OK, I'll bite. Even Google's renewable scenario with no energy growth to 2030 (ignoring the efficiency dividend) still keeps the current level of nuclear. Or try David MacKay's book for a numerical look at options for Britain.

The trouble is that human exponential economic growth is horribly damaging to the world we live in. It will still be horribly damaging if we get back to growth without the greenhouse (and ocean acidifying) gases. So now seems like a good time to get off the treadmill of growth, and I have a lot of sympathy for that, and excluding nuclear will certainly achieve that. Trouble is, it will go a lot further than that since very few places will be able to run on renewables alone at even current levels of economic prosperity. Maybe Aus, but certainly not India, China, Europe and North America. Also the only genuine chance of leaving coal in the ground is to find a comparably cheap option and renewables are never going to be that. Also, although "renewable" sounds friendly to the environment it isn't: Off-shore windmills affect ocean currents; Solar in the dessert is going to impact the most fragile ecosystems; Dams have always been an ecological disaster.

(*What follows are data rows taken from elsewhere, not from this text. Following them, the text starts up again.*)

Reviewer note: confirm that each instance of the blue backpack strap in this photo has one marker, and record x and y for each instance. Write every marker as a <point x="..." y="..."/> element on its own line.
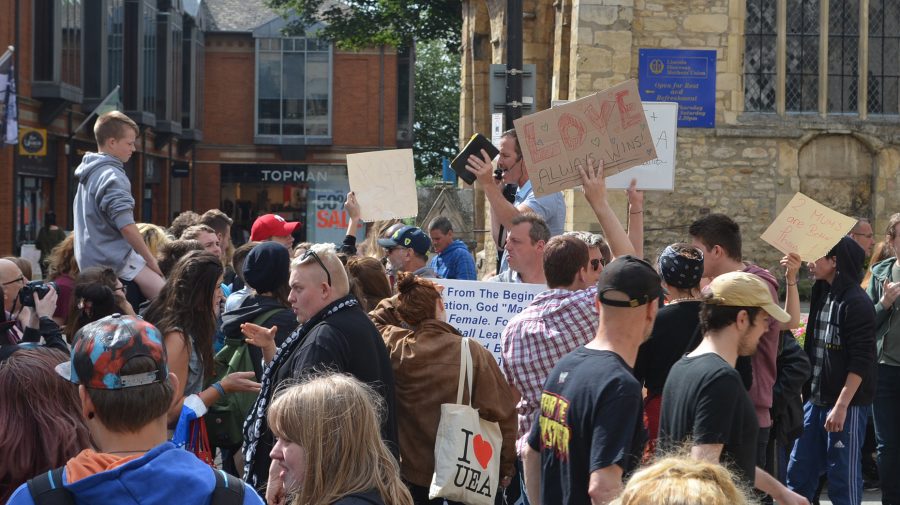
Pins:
<point x="229" y="489"/>
<point x="48" y="489"/>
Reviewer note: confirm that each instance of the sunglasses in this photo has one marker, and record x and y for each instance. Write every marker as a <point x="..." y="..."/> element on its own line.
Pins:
<point x="20" y="279"/>
<point x="306" y="256"/>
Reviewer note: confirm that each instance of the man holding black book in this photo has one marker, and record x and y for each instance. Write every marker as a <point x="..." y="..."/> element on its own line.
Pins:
<point x="511" y="164"/>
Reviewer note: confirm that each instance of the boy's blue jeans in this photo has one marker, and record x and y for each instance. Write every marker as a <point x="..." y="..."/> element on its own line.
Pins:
<point x="838" y="455"/>
<point x="886" y="412"/>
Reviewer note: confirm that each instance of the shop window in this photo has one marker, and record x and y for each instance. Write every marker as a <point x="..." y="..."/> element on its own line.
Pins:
<point x="293" y="88"/>
<point x="139" y="71"/>
<point x="103" y="40"/>
<point x="192" y="75"/>
<point x="115" y="42"/>
<point x="58" y="47"/>
<point x="805" y="31"/>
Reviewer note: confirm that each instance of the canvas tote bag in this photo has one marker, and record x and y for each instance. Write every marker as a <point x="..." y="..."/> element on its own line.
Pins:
<point x="467" y="448"/>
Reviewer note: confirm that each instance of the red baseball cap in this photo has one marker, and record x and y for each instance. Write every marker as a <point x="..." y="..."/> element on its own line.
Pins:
<point x="271" y="225"/>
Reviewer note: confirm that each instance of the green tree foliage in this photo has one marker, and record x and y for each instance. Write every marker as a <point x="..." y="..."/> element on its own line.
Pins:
<point x="357" y="24"/>
<point x="436" y="123"/>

The world is going to go nuclear, and Aus won't resist for long because our per capita greenhouse gas production will be the world's worst, and even our friends will get grumpy with us.

Best hopes for next gen nuclear to be cheaper than coal (or at least close).

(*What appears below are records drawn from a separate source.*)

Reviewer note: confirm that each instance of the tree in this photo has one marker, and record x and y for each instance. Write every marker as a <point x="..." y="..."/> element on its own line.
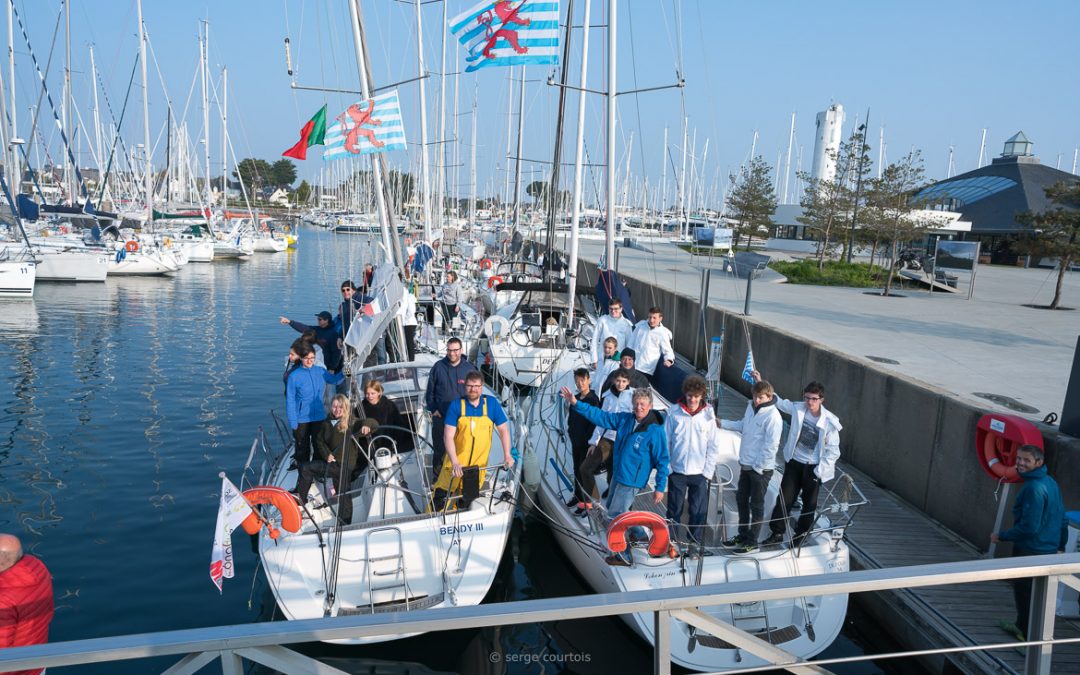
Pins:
<point x="827" y="203"/>
<point x="753" y="201"/>
<point x="891" y="210"/>
<point x="283" y="173"/>
<point x="302" y="192"/>
<point x="1056" y="231"/>
<point x="255" y="174"/>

Nuclear is a dead end that is best forgotten - its time to give up on dreams from the 1950s that went sour decades ago.

We can power the whole world with renewables and dispense with polluting power sources based on extraction of finite resources.

All our power needs can be met from 3% of the world's desert areas - I'm sure these 'fragile ecosystems" could handle that if necessary (of course, we'll actually do so much distributed, small scale generation that this won't be necessary).

We are talking about the facts here, and I don't have any special knowledge of the facts. I find some experts more convincing than others. I just want to take this opportunity to reiterate my one and only certainty. The Energy Crisis is an engineering problem. The route to the correct solution lies in a vigorous open well-funded investigation of the facts by teams of engineers and scientists with good mathematical skills. TheOilDrum is a fantastic proof of what can be done, even without the "well-funded". I was slightly encouraged by Eric Schmidt's talk.